So I set up a simple script to send an email alert when a certain web service stops running.
It has a simple flow of:
test = $( curl [address] | grep [a certain string in response] | wc -l )
if [ $test -ne 1 ]; then
echo "there has been an error" | mail -s "Error" -t "[my-mail-address]"
fi
and in crontab it is set to do the check once every five minutes:
*/5 * * * * sh /path/to/script/
It was working well for a couple of days, but suddenly about ten minutes ago, almost hundred e-mails from the server were received simultaneously. It doesn't seem possible at all since there aren't even any loops in the script.
Syslog:
Jan 26 01:05:01 sv1 CRON[23310]: (munin) CMD (if [ -x /usr/bin/munin-cron ]; then /usr/bin/munin-cron; fi)
Jan 26 01:10:01 sv1 CRON[23815]: (munin) CMD (if [ -x /usr/bin/munin-cron ]; then /usr/bin/munin-cron; fi)

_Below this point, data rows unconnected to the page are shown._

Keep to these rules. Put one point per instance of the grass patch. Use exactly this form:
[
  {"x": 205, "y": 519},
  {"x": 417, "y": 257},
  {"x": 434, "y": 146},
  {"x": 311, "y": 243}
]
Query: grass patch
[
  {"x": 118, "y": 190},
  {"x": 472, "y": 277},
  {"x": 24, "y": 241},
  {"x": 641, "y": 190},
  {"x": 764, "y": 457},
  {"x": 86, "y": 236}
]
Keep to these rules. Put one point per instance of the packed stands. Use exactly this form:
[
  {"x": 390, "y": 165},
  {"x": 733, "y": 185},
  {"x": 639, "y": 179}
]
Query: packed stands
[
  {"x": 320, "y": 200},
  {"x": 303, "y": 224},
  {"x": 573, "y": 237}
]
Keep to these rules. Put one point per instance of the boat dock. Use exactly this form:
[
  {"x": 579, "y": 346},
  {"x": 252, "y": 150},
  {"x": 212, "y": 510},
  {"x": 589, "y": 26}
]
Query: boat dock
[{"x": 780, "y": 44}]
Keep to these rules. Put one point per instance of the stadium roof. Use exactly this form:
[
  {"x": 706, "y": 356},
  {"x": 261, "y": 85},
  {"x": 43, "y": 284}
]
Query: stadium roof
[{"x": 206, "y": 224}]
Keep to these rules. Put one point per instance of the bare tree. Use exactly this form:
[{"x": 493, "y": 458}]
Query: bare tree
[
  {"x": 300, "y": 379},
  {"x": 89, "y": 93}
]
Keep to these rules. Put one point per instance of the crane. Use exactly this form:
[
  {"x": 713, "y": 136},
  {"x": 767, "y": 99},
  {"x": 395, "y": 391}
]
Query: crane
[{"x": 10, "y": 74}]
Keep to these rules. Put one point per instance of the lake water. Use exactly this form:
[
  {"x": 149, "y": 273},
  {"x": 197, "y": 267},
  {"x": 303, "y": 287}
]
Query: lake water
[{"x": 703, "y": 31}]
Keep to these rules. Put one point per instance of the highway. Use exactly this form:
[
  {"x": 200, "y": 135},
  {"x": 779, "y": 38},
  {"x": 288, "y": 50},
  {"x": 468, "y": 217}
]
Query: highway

Jan 26 01:12:12 sv1 kernel: [5962667.417178] [ 1106] 0 1106 5914 168 17 0 0 cron
Jan 26 01:12:12 sv1 kernel: [5962667.417250] [27493] 0 27493 14949 224 34 0 0 cron
Jan 26 01:12:12 sv1 kernel: [5962667.417252] [27939] 0 27939 14949 224 34 0 0 cron
Jan 26 01:12:12 sv1 kernel: [5962667.417254] [28436] 0 28436 14948 224 34 0 0 cron
Jan 26 01:12:12 sv1 kernel: [5962667.417256] [28943] 0 28943 14949 224 34 0 0 cron
Jan 26 01:12:12 sv1 kernel: [5962667.417258] [29408] 0 29408 14949 224 34 0 0 cron
...
* this continues for about 800+ lines with similar timestamp (until 01:12:24). The timestamp of these 800+ lines coincide with the simultaneous mails. It is odd as the cron is scheduled to run every 5 mins, hence the first 2 lines. The lines starting from 01:12:12 are the fishy ones.
Update:
Just brought the service down again and let cron and the script do their job. A single mail was sent.
As the test is a very simple true/false, I am struggling to figure out what kind of special circumstances would result in multiple mails being sent simultaneously.